L’eliminazione della vecchia guardia dei militari apre un problema interno all’Egitto perché il presidente Morsi ora governa senza più freni, anche se provvisoriamente: il Parlamento è stato sciolto, la Carta costituzionale temporanea è stata annullata, i nuovi generali non promettono bene. Il sostituto di Tantawi come ministro della Difesa e capo delle Forze armate, Abdul Fatah al Sissi, è lo stesso che nel giugno 2011 ha risposto a Amnesty International che i famigerati “test di verginità” sulle donne arrestate a piazza Tahrir (che erano a tutti gli effetti violenze sessuali brutali) erano necessari “per impedire che i soldati fossero in seguito accusati di stupro”.

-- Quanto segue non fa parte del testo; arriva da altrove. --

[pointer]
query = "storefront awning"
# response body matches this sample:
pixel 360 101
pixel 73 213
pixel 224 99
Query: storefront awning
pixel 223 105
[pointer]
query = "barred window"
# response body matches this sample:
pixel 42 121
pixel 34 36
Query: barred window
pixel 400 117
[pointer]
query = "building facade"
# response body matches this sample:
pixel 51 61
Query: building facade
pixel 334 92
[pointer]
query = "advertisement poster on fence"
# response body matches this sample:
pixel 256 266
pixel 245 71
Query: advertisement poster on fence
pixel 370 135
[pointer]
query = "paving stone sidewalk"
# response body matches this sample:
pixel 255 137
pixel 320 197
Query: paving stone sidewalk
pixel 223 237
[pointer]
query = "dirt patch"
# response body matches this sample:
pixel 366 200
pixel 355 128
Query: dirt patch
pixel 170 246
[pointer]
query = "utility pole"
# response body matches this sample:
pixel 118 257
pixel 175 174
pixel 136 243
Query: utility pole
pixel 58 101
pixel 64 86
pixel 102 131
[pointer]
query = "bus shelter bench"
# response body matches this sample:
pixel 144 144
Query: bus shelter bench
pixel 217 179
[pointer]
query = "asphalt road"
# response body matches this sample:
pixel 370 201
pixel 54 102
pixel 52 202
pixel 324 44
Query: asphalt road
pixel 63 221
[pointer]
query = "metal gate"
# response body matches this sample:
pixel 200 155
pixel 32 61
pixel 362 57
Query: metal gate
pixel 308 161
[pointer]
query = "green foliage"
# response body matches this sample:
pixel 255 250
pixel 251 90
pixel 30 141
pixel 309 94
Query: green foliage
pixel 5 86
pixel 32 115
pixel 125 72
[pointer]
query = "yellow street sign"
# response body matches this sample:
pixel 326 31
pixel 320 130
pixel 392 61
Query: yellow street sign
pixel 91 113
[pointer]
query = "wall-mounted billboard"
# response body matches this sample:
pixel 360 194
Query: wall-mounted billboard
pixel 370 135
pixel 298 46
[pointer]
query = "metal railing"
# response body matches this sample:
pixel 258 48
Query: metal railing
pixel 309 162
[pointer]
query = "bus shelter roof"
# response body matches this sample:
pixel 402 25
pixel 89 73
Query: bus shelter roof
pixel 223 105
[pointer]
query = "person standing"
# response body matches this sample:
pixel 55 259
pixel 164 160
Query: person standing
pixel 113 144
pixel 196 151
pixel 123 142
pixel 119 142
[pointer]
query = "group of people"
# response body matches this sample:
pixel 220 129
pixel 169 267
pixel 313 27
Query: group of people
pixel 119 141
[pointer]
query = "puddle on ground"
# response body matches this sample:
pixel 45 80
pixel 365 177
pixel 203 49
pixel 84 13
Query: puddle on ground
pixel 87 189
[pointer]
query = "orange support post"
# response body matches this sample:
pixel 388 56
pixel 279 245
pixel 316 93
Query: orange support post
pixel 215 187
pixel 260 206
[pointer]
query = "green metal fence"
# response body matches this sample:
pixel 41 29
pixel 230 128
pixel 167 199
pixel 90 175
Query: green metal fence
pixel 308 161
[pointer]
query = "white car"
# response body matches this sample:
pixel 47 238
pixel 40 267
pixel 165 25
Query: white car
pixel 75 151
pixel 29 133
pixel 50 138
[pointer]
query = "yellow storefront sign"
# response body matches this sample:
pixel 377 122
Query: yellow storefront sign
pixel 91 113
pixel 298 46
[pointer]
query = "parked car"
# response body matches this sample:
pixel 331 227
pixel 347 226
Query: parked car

Apre anche un problema con i palestinesi, che al momento sono divisi: una parte vive a Gaza sotto il controllo degli estremisti di Hamas, l’altra vive sotto l’Autorità nazionale palestinese (Anp), che accetta l’idea di un negoziato di pace con Israele e riceve aiuti dagli Stati Uniti. Muwafi, nel suo ruolo di capo dell’intelligence egiziana, faceva anche da broker negli accordi tra Hamas e Anp (e talvolta anche con Israele, come nel caso della liberazione del soldato rapito Gilad Shalit, interamente negoziata al Cairo). Muwafi è riuscito a impedire durante il suo mandato il prevalere di Hamas sull’Anp, ipotesi che torna con ricorrenza preoccupante nelle analisi sul futuro dei palestinesi. La Fratellanza che ora decide la politica estera si è definita equidistante tra Hamas e l’Anp, ma è un’affermazione ancora da dimostrare.

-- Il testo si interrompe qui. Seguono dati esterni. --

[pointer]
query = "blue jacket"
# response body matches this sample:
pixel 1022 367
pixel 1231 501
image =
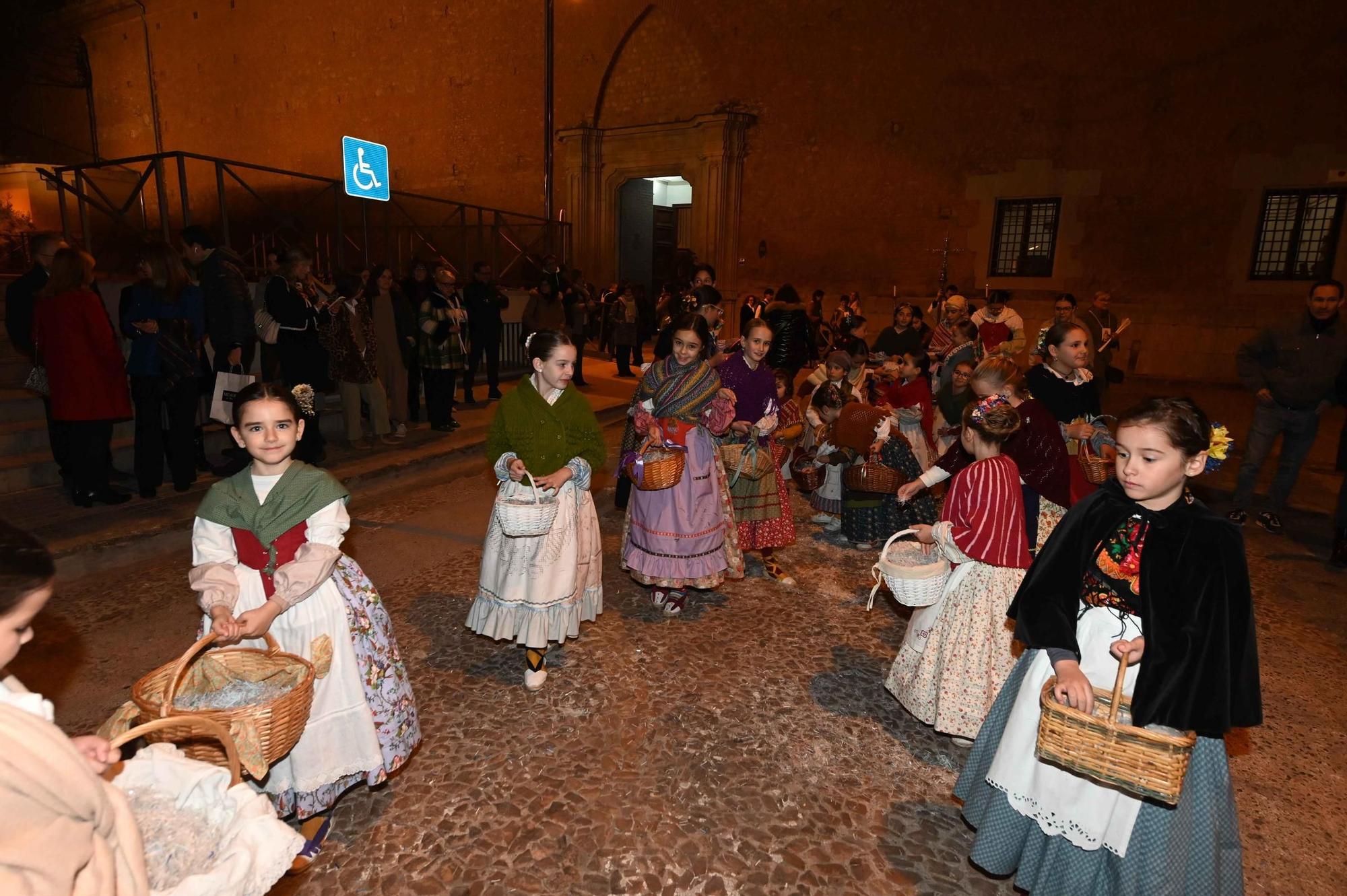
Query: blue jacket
pixel 149 303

Il rimpiazzo di Tantawi, il generale al Sissi, ieri ha ricevuto le congratulazioni da Ismail Haniyeh, leader di Hamas nella Striscia. Da Washington, dove nessuno era stato avvertito dei cambi imminenti, dicono che il neo ministro della Difesa ha rapporti con loro e che ha fatto un anno di studi militari negli Stati Uniti. Il quotidiano israeliano Maariv sostiene che al Sissi comunica con l’élite che si occupa della sicurezza di Israele, “dal direttore delle politiche della Difesa, Amos Gilad, all’inviato speciale del primo ministro, Yitzhak Molcho, a naturalmente il ministro della Difesa Ehud Barak”. Molcho e Barak hanno incontrato al Sissi durante recenti visite al Cairo.
Tantawi e Munafi, però, si muovevano in autonomia dal governo. Sembra impossibile che i loro sostituti facciano ora altrettanto senza un ordine di Morsi, che due mesi dopo l’insediamento non ha ancora aperto le comunicazioni con Israele.